As always, keep slingin' commons-

-Alex

6 Comments

by dzejkej (Unregistered) 195.91.54.85 (not verified) at Wed, 08/15/2007 - 19:10
dzejkej (Unregistered) 195.91.54.85's picture

Thanks for the well-done article!

The deck is interesting and performing wery well and now I'm the lucky one seeing the new build in action, yupee ;).

by Gloinoin at Mon, 08/13/2007 - 11:00
Gloinoin's picture

We've spent time working on this deck the last couple of days and came to the same conclusions as you.
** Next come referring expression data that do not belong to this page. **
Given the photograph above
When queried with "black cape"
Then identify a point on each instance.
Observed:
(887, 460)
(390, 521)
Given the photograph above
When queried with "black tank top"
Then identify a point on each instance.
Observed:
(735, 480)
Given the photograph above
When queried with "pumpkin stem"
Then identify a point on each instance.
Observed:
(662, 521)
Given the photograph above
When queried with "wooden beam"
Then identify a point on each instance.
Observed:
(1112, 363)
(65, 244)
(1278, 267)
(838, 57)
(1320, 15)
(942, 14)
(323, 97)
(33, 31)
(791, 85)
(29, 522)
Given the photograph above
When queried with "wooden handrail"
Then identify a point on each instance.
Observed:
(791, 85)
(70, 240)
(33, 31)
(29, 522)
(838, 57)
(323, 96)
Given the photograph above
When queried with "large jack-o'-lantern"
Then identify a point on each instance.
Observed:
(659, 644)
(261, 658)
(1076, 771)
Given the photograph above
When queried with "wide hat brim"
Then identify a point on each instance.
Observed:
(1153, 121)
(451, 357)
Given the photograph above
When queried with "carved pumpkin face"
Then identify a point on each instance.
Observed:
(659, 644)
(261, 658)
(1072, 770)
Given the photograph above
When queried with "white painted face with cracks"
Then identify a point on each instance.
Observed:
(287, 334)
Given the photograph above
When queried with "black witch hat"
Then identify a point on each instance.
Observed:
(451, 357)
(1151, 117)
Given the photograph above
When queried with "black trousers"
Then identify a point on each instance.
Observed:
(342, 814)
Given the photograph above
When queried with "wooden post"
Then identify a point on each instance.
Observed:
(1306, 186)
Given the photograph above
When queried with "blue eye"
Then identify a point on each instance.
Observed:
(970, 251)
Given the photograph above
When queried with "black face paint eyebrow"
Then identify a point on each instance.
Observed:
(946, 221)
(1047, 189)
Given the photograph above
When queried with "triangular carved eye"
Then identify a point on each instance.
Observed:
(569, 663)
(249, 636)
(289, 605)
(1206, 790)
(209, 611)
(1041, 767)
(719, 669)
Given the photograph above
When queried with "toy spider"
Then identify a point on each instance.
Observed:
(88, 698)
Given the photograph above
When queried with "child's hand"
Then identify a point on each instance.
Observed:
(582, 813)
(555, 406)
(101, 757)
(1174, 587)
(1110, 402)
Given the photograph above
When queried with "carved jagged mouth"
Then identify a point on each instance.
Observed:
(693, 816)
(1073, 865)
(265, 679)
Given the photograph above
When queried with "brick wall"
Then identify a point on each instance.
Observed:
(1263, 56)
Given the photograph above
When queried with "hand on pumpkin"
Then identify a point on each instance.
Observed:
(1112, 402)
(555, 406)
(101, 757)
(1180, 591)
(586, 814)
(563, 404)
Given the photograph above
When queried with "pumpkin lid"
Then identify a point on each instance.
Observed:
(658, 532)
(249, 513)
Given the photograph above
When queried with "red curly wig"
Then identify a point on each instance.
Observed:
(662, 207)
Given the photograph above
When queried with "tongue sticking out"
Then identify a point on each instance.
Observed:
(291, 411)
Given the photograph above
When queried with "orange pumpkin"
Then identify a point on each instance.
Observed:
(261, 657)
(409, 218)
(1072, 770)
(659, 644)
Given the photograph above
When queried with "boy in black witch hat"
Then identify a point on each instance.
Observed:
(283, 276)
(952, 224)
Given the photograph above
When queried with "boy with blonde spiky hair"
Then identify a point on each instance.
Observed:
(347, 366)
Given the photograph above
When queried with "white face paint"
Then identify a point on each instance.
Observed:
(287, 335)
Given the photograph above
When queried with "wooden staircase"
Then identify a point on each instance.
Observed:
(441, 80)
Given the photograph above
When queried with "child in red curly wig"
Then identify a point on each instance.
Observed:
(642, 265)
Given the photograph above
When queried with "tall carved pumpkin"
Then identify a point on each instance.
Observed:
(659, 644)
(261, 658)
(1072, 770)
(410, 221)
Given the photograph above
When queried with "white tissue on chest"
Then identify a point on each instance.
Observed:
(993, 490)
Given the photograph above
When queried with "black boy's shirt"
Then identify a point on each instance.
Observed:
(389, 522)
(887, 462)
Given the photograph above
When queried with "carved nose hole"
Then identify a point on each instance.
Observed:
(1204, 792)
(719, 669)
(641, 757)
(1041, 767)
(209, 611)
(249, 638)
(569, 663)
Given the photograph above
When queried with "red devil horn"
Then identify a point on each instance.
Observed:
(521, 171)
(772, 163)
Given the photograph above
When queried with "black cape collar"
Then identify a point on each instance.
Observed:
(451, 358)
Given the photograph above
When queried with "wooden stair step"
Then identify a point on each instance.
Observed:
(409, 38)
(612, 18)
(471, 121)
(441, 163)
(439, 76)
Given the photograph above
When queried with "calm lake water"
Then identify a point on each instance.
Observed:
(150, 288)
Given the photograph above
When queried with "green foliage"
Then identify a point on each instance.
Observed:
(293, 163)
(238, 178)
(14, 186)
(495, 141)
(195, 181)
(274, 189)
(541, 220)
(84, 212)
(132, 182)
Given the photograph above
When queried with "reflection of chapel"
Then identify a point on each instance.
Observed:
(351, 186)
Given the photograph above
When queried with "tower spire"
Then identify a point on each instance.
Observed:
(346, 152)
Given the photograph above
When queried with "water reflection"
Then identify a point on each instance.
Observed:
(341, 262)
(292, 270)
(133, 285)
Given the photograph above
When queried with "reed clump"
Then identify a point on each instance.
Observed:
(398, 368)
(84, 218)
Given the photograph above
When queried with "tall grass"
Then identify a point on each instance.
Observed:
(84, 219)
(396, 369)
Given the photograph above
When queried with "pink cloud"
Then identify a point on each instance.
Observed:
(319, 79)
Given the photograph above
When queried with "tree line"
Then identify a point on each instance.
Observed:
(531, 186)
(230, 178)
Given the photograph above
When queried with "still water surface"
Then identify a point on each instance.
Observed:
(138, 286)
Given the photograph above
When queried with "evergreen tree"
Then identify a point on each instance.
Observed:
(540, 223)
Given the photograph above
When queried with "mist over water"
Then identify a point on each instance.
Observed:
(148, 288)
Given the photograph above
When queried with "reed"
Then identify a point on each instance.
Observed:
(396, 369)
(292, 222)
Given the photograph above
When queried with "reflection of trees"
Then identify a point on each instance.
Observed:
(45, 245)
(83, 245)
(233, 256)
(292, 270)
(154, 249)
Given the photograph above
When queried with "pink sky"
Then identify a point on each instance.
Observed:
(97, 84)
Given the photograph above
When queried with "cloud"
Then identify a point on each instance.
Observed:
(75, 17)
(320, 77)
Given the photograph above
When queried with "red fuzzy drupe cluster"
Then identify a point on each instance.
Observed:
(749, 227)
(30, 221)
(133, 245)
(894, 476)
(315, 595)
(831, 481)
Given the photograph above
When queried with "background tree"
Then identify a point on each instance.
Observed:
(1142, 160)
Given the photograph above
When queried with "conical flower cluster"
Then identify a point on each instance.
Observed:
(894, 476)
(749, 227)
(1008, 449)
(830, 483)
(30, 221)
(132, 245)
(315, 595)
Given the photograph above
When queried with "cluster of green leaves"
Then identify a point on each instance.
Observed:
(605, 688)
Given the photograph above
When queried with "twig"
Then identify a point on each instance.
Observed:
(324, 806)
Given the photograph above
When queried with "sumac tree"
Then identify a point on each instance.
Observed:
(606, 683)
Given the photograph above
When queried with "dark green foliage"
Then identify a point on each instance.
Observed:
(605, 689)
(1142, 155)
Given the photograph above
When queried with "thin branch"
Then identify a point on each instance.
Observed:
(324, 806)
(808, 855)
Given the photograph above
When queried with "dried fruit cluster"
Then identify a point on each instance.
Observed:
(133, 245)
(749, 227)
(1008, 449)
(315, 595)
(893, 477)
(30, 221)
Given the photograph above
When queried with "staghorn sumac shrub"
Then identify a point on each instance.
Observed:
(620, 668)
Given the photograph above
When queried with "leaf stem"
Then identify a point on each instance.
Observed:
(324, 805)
Evolution charm is surprisingly playable, the land fixing is relevant often enough to make it worthwhile and I'v even used the flying modal a few times. The rest of your comments are valid though, barring the question about Okiba Gang. We don't run that in any deck to enable 187 creatures, we instead run it because it has a very large impact on most games and can occasionally win the game all by itself. I'll speak to Spike about getting an updated list posted.

by SpikeBoyM at Mon, 08/13/2007 - 11:19
SpikeBoyM's picture

Evolution Charm's strength is in its versatility; being able to either fix mana OR regrow a threat is extremely valuable.  Last Gasp, in current Classic, is quite good.  If the meta shifted towards tokens more (as the meta is in Standard), then Echoing Decay would be the right call.  However, the ability to give -3/-3 is significantly stronger than giving a creature -2/-2.  Seeing as how MBC is a very popular deck right now, I want to kill those Twisted Abominations dead.  I do not see how Pit Keeper is eating at my card advnatage bank, seeing as how the goal is to use the graveyard as a second library, not as a pure Threshold bank.  Finally, Okiba-Gang is a sick card against control- while 187 creatures obviously make it better, simply using him is also quite good.  And yes, Werebear is always a savage beating.

-Alex

by khirareq at Mon, 08/13/2007 - 10:39
khirareq's picture

Wait...Evolution charm?  Shouldn't that be the other 2 copies of revival?  Is the ability to search for lands and grant flying that important?  Are the last gasps that much better than horobi's whisper?  Or Echoing Decay, for that matter?  Isn't the Pit Keeper canabalizing your primary card advantage mechanic?  Shouldn't that be a Phyrexian Rager?  Do you have enough 187 creatures to justify Okiba-Gang?  Do you achieve threshold fast and consistantly enough to justify Werebear?

I don't play a lot of Classic Pauper, but that last deck just seems confused to me.

:D by J_Beatnik (Unregistered) 75.120.50.15 (not verified) at Sat, 08/11/2007 - 15:20
J_Beatnik (Unregistered) 75.120.50.15's picture

Sweet article. You definately beat me down with that deck. I'll have to see if I can create something solid in extended to deal with it. Mostly I've been playing pauper standard. I do think the deck is solid and a worthy contender.